USF’s coed cheer team held hands while sitting on the nine-panel mat on Jan. 14, anxiously waiting to hear who would win the Universal Cheerleaders Association (UCA) College Nationals in the Division 1A Large Coed category.
When they were announced as the winners, happy tears and smiles were worn across the whole team as they held up their trophy for the third year in a row.
South Florida triumphed with their two minute and 30 second routine consisting of running and standing tumbling, partner and group stunts, pyramids, basket tosses, dance choreography and crowd-led chants with signs and stunts.
Third year Ansley Topchick said most people don’t realize how demanding the skills needed to compete in cheer are.
“We practice just as much as other sports, it is physically demanding,” Topchick said.
“We’re doing so much stuff that is just tough on the body. We compete at a high level, which I know a lot of sports do. I think cheerleading is even more intense because other sports maybe get a season of ten games, we get one go at two minutes and 30 seconds. So we really just have to know that we are putting our best foot forward when the time comes.”
Competitive cheer differs from other sports because its season is all year round. The squad starts their practices right after their tryouts in May and continues their performances throughout USF’s regular fall and spring season athletics. However, their most critical practice period is November-January when the nationals is held.
During November, the Bulls are practicing every day on top of appearing in the last bit of football season. When December rolls around, they are on the mat every day, twice a day in addition to cheering on both men’s and women’s basketball teams.

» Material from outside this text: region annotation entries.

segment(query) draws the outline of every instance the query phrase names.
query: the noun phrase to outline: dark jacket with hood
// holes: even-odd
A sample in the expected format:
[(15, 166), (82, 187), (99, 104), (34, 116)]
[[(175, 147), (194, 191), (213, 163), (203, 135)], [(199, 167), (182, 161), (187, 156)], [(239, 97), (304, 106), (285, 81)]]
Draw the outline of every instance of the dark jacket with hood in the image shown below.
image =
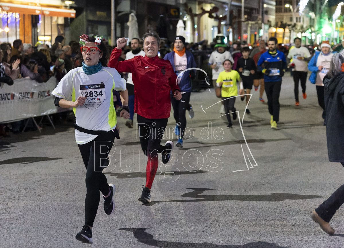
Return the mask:
[(326, 75), (323, 83), (329, 160), (344, 162), (344, 72), (333, 78)]

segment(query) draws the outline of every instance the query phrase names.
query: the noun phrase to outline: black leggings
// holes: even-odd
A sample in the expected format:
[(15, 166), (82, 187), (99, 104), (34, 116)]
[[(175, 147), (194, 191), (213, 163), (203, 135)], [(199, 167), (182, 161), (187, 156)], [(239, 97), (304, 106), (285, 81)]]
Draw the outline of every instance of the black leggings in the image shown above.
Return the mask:
[(148, 119), (137, 114), (137, 124), (139, 127), (139, 135), (141, 148), (146, 156), (156, 150), (158, 153), (165, 150), (164, 146), (160, 144), (164, 133), (167, 125), (168, 118), (163, 119)]
[(273, 116), (273, 120), (279, 120), (279, 94), (282, 82), (265, 82), (265, 93), (268, 98), (269, 112)]
[(318, 103), (319, 106), (321, 107), (324, 111), (323, 111), (323, 119), (325, 120), (326, 117), (326, 111), (325, 109), (325, 97), (324, 96), (324, 86), (321, 85), (316, 85), (316, 94), (318, 96)]
[[(341, 164), (344, 166), (344, 162), (341, 162)], [(326, 222), (329, 222), (336, 211), (343, 203), (344, 184), (337, 189), (331, 196), (315, 210), (315, 212), (322, 219)]]
[(141, 148), (147, 157), (146, 166), (146, 187), (152, 188), (159, 161), (158, 153), (166, 149), (166, 147), (160, 144), (166, 128), (168, 118), (147, 119), (137, 115), (139, 135)]
[(114, 144), (113, 134), (109, 132), (85, 144), (78, 145), (86, 169), (85, 224), (90, 226), (93, 226), (97, 215), (100, 200), (99, 191), (104, 195), (110, 192), (106, 177), (102, 172), (104, 168), (101, 166), (105, 160), (101, 159), (106, 159)]
[(294, 79), (294, 94), (295, 95), (295, 101), (299, 101), (299, 81), (301, 83), (302, 93), (306, 92), (306, 81), (307, 81), (307, 71), (294, 71), (293, 77)]
[[(230, 120), (230, 115), (229, 114), (229, 111), (232, 112), (235, 112), (236, 109), (234, 108), (234, 103), (235, 103), (235, 97), (223, 97), (222, 102), (225, 106), (225, 112), (226, 114), (226, 117), (227, 117), (228, 124), (232, 124), (232, 121)], [(236, 114), (237, 113), (235, 113)]]
[(173, 116), (175, 120), (175, 122), (180, 123), (179, 126), (180, 128), (180, 136), (184, 137), (184, 130), (186, 127), (186, 118), (185, 117), (185, 112), (186, 110), (190, 110), (190, 96), (191, 92), (186, 92), (182, 94), (182, 99), (179, 101), (176, 100), (173, 97), (173, 94), (170, 95), (171, 103), (173, 108)]

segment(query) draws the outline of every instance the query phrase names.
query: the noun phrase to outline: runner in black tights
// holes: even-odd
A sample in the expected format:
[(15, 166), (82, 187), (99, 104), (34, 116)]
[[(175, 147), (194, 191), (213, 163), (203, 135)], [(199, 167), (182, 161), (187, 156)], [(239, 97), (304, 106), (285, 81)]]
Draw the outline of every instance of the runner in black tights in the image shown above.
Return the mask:
[(103, 173), (106, 157), (115, 137), (119, 138), (112, 90), (122, 91), (123, 110), (120, 115), (129, 119), (128, 92), (125, 80), (113, 68), (105, 67), (106, 49), (99, 37), (88, 38), (83, 35), (80, 43), (83, 66), (69, 71), (63, 77), (52, 94), (55, 104), (63, 108), (73, 108), (75, 115), (75, 139), (86, 167), (85, 222), (77, 239), (92, 243), (93, 226), (103, 194), (104, 210), (111, 214), (115, 208), (113, 196), (115, 185), (108, 184)]

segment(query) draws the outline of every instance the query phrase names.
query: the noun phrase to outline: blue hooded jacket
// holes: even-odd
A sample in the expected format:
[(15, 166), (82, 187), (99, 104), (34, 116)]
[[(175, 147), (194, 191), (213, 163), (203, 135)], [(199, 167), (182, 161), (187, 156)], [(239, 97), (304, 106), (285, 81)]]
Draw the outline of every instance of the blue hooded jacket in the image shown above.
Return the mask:
[[(167, 59), (170, 60), (170, 62), (172, 65), (173, 70), (175, 71), (175, 67), (174, 66), (174, 52), (171, 52), (165, 55), (164, 57), (164, 59)], [(191, 52), (186, 50), (185, 53), (186, 55), (186, 68), (192, 68), (193, 67), (197, 67), (197, 66), (195, 62), (195, 59), (194, 58)], [(179, 84), (179, 88), (180, 89), (181, 92), (191, 92), (192, 89), (192, 86), (191, 84), (191, 79), (190, 77), (190, 72), (191, 70), (185, 71), (183, 76), (182, 77), (182, 79), (180, 81), (180, 83)], [(177, 76), (178, 75), (177, 75)]]

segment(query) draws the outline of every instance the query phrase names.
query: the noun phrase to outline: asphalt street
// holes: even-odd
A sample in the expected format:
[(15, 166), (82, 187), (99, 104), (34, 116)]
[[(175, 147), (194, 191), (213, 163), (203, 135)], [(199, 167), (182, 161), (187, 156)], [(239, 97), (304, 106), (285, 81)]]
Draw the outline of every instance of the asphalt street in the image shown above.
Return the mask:
[[(315, 86), (307, 87), (295, 106), (286, 73), (277, 130), (258, 91), (252, 92), (251, 113), (230, 129), (213, 89), (193, 92), (189, 138), (171, 161), (160, 162), (146, 205), (138, 201), (146, 158), (136, 128), (118, 117), (121, 139), (104, 172), (116, 186), (116, 208), (107, 215), (101, 200), (92, 245), (74, 237), (84, 224), (86, 170), (72, 124), (1, 138), (0, 247), (344, 247), (344, 208), (330, 222), (332, 236), (310, 217), (343, 184), (344, 168), (328, 161), (322, 110)], [(246, 104), (237, 99), (235, 106), (241, 120)], [(175, 144), (175, 125), (171, 112), (164, 143)]]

Coach Gillian Guadagnino said they practiced 56 hours in a seven day period when the competition date was getting closer.
“There is a lot of pressure coming from last year,” Guadagnino said. “[But] we focus on pursuing a national championship, not defending a national championship. The amount of physical and mental demand that it takes to just dial in and be completely focused…the demand it takes just to dial in and remind them that only these 20 people on these nine mats matter.”
Of the 20 members on the cheer team, six of are freshmen. Long practices and leadership skills are vital to performing a solid routine onto the mat with a large group of first-years.
Guadagnino spoke highly of junior Erica Scarborough’s ability to lead and captivate the team with her natural born charisma.
“She’s a natural born leader,” Guadagnino said. “They listen to her, she rallies behind them [and] motivates them. She’s just an amazing person.”
Scarborough said her coach is her main inspiration as she is the backbone of their strong team.
“She embodies the person I want to be both on and off the mat,” Scarborough said. “She just empowers confidence, energy and wants to be the best version of herself every day. I try to embody her as much as I can and it really helped my confidence and it helped me lead others to have that same confidence.”
South Florida’s award-winning coach taught the mantra of “grit, growth and glory” to the team this season.
Their grit represented the hard practices, the growth in seeing improvement made them eager to attack their routine and then both of those allowed them to see the glory in the end.
And that glory was worth it, especially to Topchick.
“I am speechless. It’s been three days and I still feel like I am on cloud nine…I’m not really sure if it can be [put into] any words,” Topchick said. “This has been like a dream so it’s been pretty awesome.”
After being asked how proud Guadagnino was of her team, she got emotional.
“I’m not really sure [that] it can be any words,” Guadagnino said. “This has been like a dream.”
“They’ve worked tirelessly [and] support other programs. For them to be able to keep up academics, work 56 hours in one week and still support other teams, it’s just an awesome place to be.”